Sunday, June 10, 2007

Juke joints galore!

While out of focus, I love this image because it captures the image of a classic juke joint in Clarksdale, Mississippi. At a typical juke joint, the building itself is usually falling apart. There is a small dance floor, forties of beer are sold, and the music is largely improvisational.

One thing that I really enjoy about this area is the live music. We stumbled into a juke joint the other night and saw this old couple getting down. The old man said that he was 85 and this was his first time dancing in 5 years since his heart surgery. He was so happy!

Fertile Soil


It always makes me happy to see how my herb and vegetable garden is developing. I bought organic soil (didn't think it would make a difference but it has, apparently) and everything is in full bloom! I can't wait to make my first dish with my yellow squash (which you can see from the picture has at least 12 flowers!) Let me know if anyone has any good recipe suggestions for this vegetable.

Oddness

Various churches advertise why you should join their parish.
Memphis is full of sad and haunted buildings that have not changed since 1955. Would you belive that people still bowl at the "Imperial Lanes"? It looks like the trees are a permanent ficture in the building itself.

Praise the Lard (part 2)


It's a sad and unfortunate fact that some of the highest rates of obesity are in Memphis and in the South. Fried food, fried catfish, fried pickles, white bread, sweet n' low and tons of Coke are all to blame!
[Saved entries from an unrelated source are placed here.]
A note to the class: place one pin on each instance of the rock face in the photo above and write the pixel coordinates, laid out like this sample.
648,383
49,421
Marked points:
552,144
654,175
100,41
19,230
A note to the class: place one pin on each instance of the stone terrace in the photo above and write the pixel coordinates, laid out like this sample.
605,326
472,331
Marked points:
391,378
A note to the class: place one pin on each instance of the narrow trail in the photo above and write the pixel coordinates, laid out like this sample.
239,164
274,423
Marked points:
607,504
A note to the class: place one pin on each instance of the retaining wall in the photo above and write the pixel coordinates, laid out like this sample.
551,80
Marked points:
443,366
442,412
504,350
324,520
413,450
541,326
Plus, add the fact that everything is drive-thru--drive-thru ATMs, drive-thru Starbucks, drive-thru pharmacy. The whole town was designed around a car. It's hard to walk places because it's JUST beyond the point of where it's worth it to walk (e.g. it takes 45 minutes to walk to Walgreen's one-way). I would argue that this city is designed for you to at least be 15 pounds overweight.

Praise the Lard!

We went to the annual Memphis BBQ festival recently and saw this scene just at the entrance. A man was shouting into a microphone telling everyone why we all deserved to go to hell. The strangest/saddest thing was that he had brought several young disciples (his sons) who sadly had to listen to their father rant. I think many people wished that they could cut his mike.

Memphis...succinctly

Welcome to my blog. I am trying to add as much humor to my time here in the South. There is a saying in Polish that a guest sees more in a day than the owner sees in a lifetime. I would like to think that I have a fresh perspective because, although I've been here 2 months, I have had the following impressions of Memphis. I am thinking about creating a comic book of my experiences in the South.